GNU lädt zur Exkursion zum Jakobsberg in Steinhagen-Amshausen ein Alles außer Leberblümchen

Steinhagen (WB/anb). Seine Leberblümchen machen den Amshausener Jakobsberg einzigartig. »Die Steinhagener kennen das Naturschutzgebiet vor allem als Leberblümchenberg«, sagt Helga Jung-Paarmann von der Steinhagener Gemeinschaft für Natur- und Umweltschutz (GNU). Dabei hat der Jakobsberg doch so viel mehr zu bieten. Und das will die GNU an diesem Freitag, 23. Juni, allen naturkundlich Interessierten bei einer Exkursion zeigen.

Lädt zum Rundgang durch das Naturschutzgebiet Jakobsberg ein: Helga Jung-Paarmann (GNU).
Lädt zum Rundgang durch das Naturschutzgebiet Jakobsberg ein: Helga Jung-Paarmann (GNU). Foto: Annemarie Bluhm-Weinhold

Um 17 Uhr ist der Parkplatz der Gaststätte »Friedrichshöhe« Treffpunkt. Der Rundgang dauert zwei Stunden, festes Schuhwerk ist empfohlen.
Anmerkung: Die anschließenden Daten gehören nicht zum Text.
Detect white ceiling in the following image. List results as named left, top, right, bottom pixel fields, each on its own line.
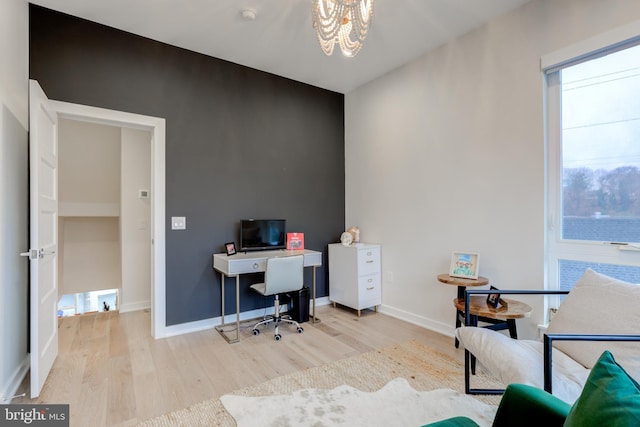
left=29, top=0, right=530, bottom=94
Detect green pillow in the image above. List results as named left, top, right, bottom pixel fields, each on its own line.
left=564, top=350, right=640, bottom=427
left=420, top=416, right=479, bottom=427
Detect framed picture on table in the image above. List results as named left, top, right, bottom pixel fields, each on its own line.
left=486, top=286, right=501, bottom=308
left=225, top=242, right=237, bottom=256
left=449, top=252, right=479, bottom=279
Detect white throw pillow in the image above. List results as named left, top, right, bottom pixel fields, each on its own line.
left=456, top=326, right=588, bottom=403
left=546, top=268, right=640, bottom=380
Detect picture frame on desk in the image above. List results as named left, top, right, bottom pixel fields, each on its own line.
left=450, top=251, right=479, bottom=279
left=486, top=286, right=501, bottom=308
left=225, top=242, right=237, bottom=256
left=287, top=232, right=304, bottom=250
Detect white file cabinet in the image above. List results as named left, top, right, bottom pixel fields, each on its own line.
left=328, top=243, right=381, bottom=316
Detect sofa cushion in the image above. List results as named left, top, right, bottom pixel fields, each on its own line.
left=546, top=268, right=640, bottom=380
left=564, top=350, right=640, bottom=427
left=456, top=326, right=588, bottom=403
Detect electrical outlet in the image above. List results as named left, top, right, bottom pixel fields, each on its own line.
left=171, top=216, right=186, bottom=230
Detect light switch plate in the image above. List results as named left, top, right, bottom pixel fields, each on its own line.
left=171, top=216, right=186, bottom=230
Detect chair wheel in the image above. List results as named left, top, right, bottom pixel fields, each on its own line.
left=252, top=329, right=260, bottom=336
left=274, top=334, right=282, bottom=341
left=297, top=327, right=304, bottom=333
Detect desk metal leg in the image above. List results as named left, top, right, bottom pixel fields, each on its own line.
left=234, top=275, right=240, bottom=340
left=220, top=272, right=225, bottom=326
left=215, top=273, right=240, bottom=344
left=312, top=265, right=320, bottom=323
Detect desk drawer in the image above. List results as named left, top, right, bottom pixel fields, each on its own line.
left=228, top=259, right=267, bottom=275
left=357, top=247, right=381, bottom=276
left=358, top=273, right=381, bottom=308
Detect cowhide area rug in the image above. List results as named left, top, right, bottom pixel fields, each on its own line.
left=137, top=340, right=504, bottom=426
left=220, top=377, right=496, bottom=427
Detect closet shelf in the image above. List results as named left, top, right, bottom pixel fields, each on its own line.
left=59, top=202, right=120, bottom=217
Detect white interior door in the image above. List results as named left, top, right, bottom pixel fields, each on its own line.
left=28, top=80, right=59, bottom=398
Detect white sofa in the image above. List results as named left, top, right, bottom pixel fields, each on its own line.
left=456, top=268, right=640, bottom=403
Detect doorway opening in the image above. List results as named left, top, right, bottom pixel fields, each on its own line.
left=56, top=118, right=152, bottom=317
left=50, top=99, right=167, bottom=338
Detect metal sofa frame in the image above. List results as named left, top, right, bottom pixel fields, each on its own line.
left=461, top=288, right=640, bottom=395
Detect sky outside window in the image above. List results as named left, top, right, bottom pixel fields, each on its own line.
left=562, top=45, right=640, bottom=171
left=560, top=44, right=640, bottom=244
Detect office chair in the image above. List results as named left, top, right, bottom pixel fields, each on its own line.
left=250, top=254, right=305, bottom=341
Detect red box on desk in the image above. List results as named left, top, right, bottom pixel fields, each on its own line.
left=286, top=232, right=304, bottom=250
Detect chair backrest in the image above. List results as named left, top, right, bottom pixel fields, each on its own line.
left=263, top=254, right=304, bottom=295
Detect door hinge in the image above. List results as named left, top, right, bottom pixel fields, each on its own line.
left=19, top=249, right=38, bottom=260
left=38, top=248, right=56, bottom=258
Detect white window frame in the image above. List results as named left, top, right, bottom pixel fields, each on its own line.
left=543, top=21, right=640, bottom=303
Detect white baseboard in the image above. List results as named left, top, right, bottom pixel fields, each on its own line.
left=119, top=300, right=150, bottom=313
left=159, top=296, right=331, bottom=339
left=1, top=355, right=29, bottom=403
left=310, top=296, right=331, bottom=309
left=378, top=304, right=455, bottom=338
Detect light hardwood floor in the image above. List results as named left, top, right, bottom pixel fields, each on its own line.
left=14, top=305, right=464, bottom=426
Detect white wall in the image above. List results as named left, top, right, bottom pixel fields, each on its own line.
left=0, top=0, right=28, bottom=129
left=120, top=127, right=151, bottom=312
left=60, top=217, right=122, bottom=295
left=0, top=0, right=29, bottom=404
left=58, top=119, right=121, bottom=215
left=58, top=119, right=122, bottom=295
left=0, top=106, right=29, bottom=402
left=345, top=0, right=640, bottom=339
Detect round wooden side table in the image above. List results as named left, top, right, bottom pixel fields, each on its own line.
left=437, top=273, right=489, bottom=299
left=452, top=296, right=532, bottom=338
left=437, top=273, right=489, bottom=348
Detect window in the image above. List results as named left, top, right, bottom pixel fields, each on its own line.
left=57, top=289, right=118, bottom=317
left=545, top=39, right=640, bottom=297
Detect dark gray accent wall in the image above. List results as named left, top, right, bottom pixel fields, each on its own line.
left=29, top=4, right=345, bottom=326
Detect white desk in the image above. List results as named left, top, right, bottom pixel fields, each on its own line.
left=212, top=249, right=322, bottom=343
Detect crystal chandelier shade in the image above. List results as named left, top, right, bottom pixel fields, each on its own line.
left=311, top=0, right=374, bottom=57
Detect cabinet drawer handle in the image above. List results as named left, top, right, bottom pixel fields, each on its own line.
left=366, top=260, right=374, bottom=263
left=366, top=286, right=374, bottom=290
left=253, top=263, right=259, bottom=270
left=366, top=251, right=372, bottom=256
left=367, top=278, right=373, bottom=282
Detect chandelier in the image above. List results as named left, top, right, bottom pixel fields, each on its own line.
left=311, top=0, right=374, bottom=57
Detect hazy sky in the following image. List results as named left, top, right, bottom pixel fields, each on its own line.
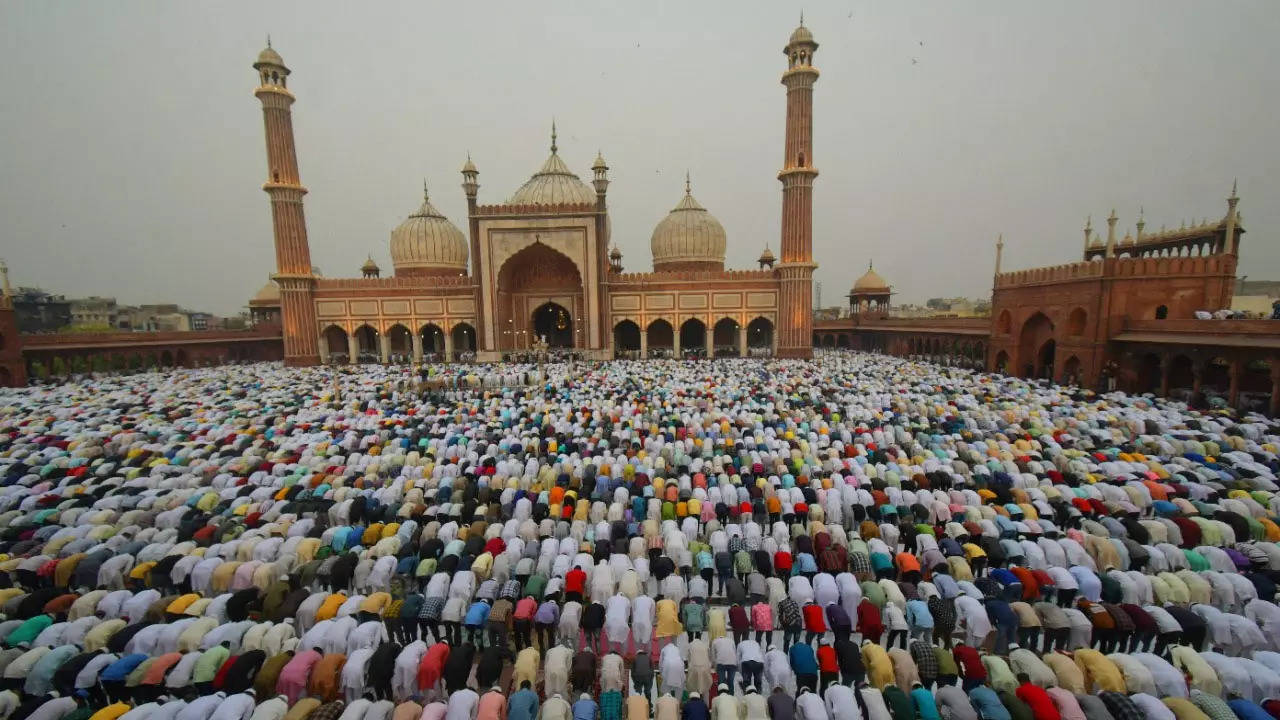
left=2, top=1, right=1278, bottom=316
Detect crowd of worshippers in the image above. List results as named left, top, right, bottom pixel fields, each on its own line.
left=1, top=355, right=1280, bottom=720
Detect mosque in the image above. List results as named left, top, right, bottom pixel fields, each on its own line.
left=250, top=21, right=821, bottom=366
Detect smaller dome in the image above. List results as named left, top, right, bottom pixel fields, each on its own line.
left=789, top=24, right=815, bottom=46
left=249, top=279, right=280, bottom=306
left=593, top=152, right=608, bottom=171
left=650, top=176, right=727, bottom=271
left=758, top=246, right=776, bottom=264
left=461, top=154, right=477, bottom=174
left=609, top=245, right=622, bottom=260
left=254, top=46, right=285, bottom=69
left=390, top=186, right=468, bottom=276
left=852, top=263, right=890, bottom=293
left=361, top=256, right=380, bottom=273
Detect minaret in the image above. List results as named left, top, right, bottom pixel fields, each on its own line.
left=1104, top=209, right=1117, bottom=259
left=777, top=17, right=820, bottom=358
left=253, top=41, right=320, bottom=366
left=1135, top=207, right=1145, bottom=243
left=1224, top=179, right=1240, bottom=254
left=461, top=153, right=483, bottom=347
left=1082, top=216, right=1092, bottom=258
left=994, top=234, right=1004, bottom=275
left=592, top=150, right=611, bottom=350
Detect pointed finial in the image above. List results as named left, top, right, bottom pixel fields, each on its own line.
left=1085, top=215, right=1092, bottom=231
left=423, top=178, right=429, bottom=202
left=800, top=10, right=805, bottom=26
left=1108, top=208, right=1117, bottom=221
left=1231, top=178, right=1238, bottom=198
left=550, top=119, right=557, bottom=154
left=868, top=259, right=874, bottom=270
left=1139, top=206, right=1144, bottom=221
left=685, top=171, right=691, bottom=195
left=267, top=34, right=272, bottom=49
left=997, top=233, right=1003, bottom=246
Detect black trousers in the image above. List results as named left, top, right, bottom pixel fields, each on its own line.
left=513, top=619, right=533, bottom=650
left=1055, top=589, right=1077, bottom=608
left=1042, top=627, right=1069, bottom=653
left=740, top=660, right=764, bottom=692
left=886, top=628, right=908, bottom=649
left=1154, top=630, right=1182, bottom=656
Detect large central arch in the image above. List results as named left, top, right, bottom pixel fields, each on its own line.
left=532, top=302, right=574, bottom=348
left=495, top=242, right=584, bottom=351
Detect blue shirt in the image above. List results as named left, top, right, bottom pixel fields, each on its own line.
left=795, top=553, right=818, bottom=573
left=1229, top=699, right=1272, bottom=720
left=905, top=600, right=934, bottom=630
left=788, top=642, right=818, bottom=675
left=968, top=687, right=1011, bottom=720
left=911, top=688, right=941, bottom=720
left=101, top=653, right=149, bottom=682
left=933, top=574, right=960, bottom=599
left=509, top=689, right=540, bottom=720
left=990, top=568, right=1019, bottom=587
left=464, top=601, right=492, bottom=626
left=572, top=698, right=598, bottom=720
Biologen von der Naturschutzbehörde begleiten den Rundgang

Bereits zum dritten Mal ist die GNU im Jakobsberg unterwegs. Diesmal liegt der Fokus auf den Feucht- und Magerweiden. Biologe Matthias Glattfeld und Annette Pagenkemper von der Unteren Naturschutzbehörde des Kreises leiten den Rundgang fachlich.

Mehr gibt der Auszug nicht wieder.